How to Make an Offer
You’ve found the perfect home – great! Now it’s time to get down to business and make an offer.
- Decide how much to offer
This is the number one question in most buyers’ minds. There are a lot of factors to consider, especially how hot the neighborhood is, how long the house has been for sale, and whether you are in a buyer’s or seller’s market. Looking at “comps” (what houses with the same size, condition, and location recently sold for) is helpful but not an absolute. Do your research, but listen to your agent.

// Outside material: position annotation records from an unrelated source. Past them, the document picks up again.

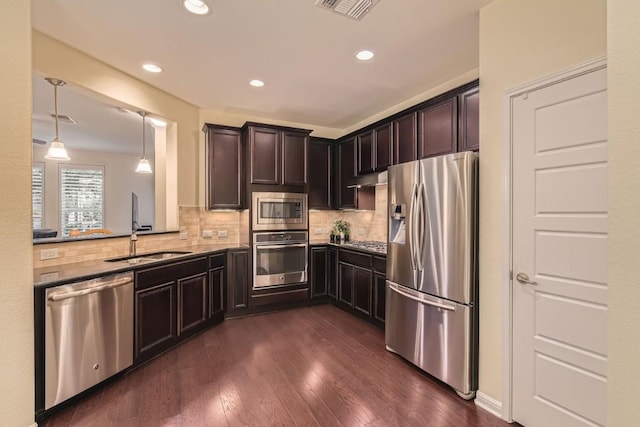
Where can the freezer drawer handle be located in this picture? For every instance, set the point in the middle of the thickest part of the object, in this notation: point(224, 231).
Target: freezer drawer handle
point(423, 301)
point(72, 294)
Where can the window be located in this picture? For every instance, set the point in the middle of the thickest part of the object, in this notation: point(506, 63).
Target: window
point(81, 198)
point(37, 195)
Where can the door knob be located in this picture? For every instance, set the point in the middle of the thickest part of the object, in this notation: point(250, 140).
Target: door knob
point(524, 279)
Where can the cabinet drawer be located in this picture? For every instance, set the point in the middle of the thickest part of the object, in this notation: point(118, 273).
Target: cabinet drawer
point(216, 261)
point(169, 272)
point(380, 264)
point(355, 258)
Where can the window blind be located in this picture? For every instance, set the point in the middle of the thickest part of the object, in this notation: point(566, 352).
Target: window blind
point(81, 198)
point(37, 187)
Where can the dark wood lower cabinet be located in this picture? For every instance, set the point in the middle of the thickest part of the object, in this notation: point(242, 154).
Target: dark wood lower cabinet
point(155, 320)
point(360, 283)
point(238, 281)
point(362, 289)
point(345, 283)
point(192, 303)
point(379, 296)
point(318, 269)
point(172, 302)
point(216, 292)
point(332, 267)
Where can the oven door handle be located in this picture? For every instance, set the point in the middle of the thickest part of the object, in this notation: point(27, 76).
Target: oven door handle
point(284, 245)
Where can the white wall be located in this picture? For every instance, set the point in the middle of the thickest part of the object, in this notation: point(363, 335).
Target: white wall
point(16, 259)
point(520, 41)
point(120, 180)
point(53, 58)
point(624, 211)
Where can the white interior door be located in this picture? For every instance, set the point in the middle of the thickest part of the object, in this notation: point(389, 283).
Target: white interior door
point(560, 242)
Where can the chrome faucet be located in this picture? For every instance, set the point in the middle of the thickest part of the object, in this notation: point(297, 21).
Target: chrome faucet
point(132, 243)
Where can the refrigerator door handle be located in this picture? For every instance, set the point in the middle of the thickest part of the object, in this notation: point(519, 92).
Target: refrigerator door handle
point(412, 226)
point(448, 307)
point(422, 226)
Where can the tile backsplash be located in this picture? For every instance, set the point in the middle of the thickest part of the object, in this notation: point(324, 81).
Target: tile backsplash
point(365, 225)
point(203, 226)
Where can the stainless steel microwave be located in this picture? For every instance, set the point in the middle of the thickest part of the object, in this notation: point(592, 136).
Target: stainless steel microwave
point(279, 211)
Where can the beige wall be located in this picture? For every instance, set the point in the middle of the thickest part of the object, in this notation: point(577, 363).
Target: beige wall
point(16, 304)
point(520, 41)
point(56, 59)
point(624, 211)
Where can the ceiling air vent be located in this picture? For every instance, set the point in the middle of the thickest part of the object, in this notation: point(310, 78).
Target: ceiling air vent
point(354, 9)
point(64, 119)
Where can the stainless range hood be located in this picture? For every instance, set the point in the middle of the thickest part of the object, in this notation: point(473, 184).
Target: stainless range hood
point(370, 180)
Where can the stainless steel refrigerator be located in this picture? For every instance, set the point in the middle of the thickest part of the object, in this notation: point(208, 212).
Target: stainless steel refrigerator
point(431, 311)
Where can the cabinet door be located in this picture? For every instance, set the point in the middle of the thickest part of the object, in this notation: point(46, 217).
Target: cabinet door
point(264, 146)
point(192, 302)
point(469, 120)
point(294, 161)
point(383, 137)
point(347, 174)
point(319, 166)
point(238, 280)
point(224, 168)
point(379, 291)
point(405, 139)
point(216, 293)
point(438, 129)
point(366, 154)
point(332, 274)
point(155, 320)
point(362, 290)
point(318, 272)
point(345, 283)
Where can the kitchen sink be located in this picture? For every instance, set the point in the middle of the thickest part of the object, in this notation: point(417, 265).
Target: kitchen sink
point(154, 256)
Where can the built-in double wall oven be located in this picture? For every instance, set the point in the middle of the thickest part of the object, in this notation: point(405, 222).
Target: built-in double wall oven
point(280, 239)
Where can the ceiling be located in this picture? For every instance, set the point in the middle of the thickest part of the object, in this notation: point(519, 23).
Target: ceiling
point(305, 54)
point(100, 126)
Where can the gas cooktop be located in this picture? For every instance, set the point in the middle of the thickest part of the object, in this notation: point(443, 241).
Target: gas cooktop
point(371, 245)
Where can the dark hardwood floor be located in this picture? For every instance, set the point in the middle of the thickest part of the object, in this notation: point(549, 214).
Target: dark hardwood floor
point(315, 366)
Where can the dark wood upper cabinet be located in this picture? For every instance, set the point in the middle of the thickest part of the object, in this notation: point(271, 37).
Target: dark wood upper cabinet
point(438, 129)
point(383, 138)
point(366, 152)
point(225, 185)
point(348, 196)
point(294, 158)
point(277, 155)
point(469, 120)
point(264, 148)
point(320, 164)
point(405, 137)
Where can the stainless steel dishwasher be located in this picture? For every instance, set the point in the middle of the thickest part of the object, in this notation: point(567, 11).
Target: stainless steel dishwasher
point(88, 334)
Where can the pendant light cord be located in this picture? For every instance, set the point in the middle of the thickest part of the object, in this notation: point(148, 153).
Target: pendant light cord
point(144, 151)
point(55, 104)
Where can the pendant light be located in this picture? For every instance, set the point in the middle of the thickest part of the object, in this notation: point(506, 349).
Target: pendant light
point(143, 165)
point(56, 149)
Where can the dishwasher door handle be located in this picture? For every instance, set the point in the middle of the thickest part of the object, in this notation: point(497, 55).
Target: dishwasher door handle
point(72, 294)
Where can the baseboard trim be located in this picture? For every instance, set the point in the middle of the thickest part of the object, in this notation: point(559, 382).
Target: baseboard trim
point(489, 404)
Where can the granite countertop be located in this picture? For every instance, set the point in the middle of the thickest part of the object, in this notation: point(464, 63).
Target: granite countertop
point(65, 273)
point(350, 245)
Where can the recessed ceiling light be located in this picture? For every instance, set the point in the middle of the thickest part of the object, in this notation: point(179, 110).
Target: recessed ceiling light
point(157, 122)
point(364, 55)
point(152, 68)
point(197, 7)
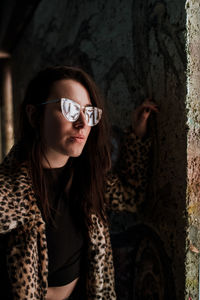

- Decide your terms and contingencies
The terms included in your offer could potentially represent thousands of dollars in additional value – or costs – to you, so consider them closely. Terms you might wish to add to your offer include how long the offer is good for, closing costs, target closing date, whether you are an all-cash or pre-approved buyer, and who pays for inspections and appraisals. You’ll also want to include some contingencies – ways you can leave the contract if necessary. Two popular contingencies are financing (if you can’t secure the loan amount) and inspection (if the house fails to earn a satisfactory inspection report).
- Pay your earnest money
Earnest money is a deposit made with your offer to show good faith. Earnest money is usually about 1% of the offer price, but can be higher in a hot market. If the sale closes successfully, the earnest money is deducted from the price. If not, it may be refundable – but verify with your agent.
- Prepare to negotiate
Your realtor will make the offer to the seller and the seller’s agent (no need for you to try and maintain a poker face!). Stay in very close contact with your realtor at this time – most offers that aren’t rejected immediately go into some form of negotiations, and those can move very quickly. Buyers should attend the house inspection, if possible, to walk through the house with a third party and go over the report with the inspector.
Hopefully, you and the seller will come to a mutually satisfying agreement, and after the appraisal, survey, and title review, you will be the proud owner of a new home!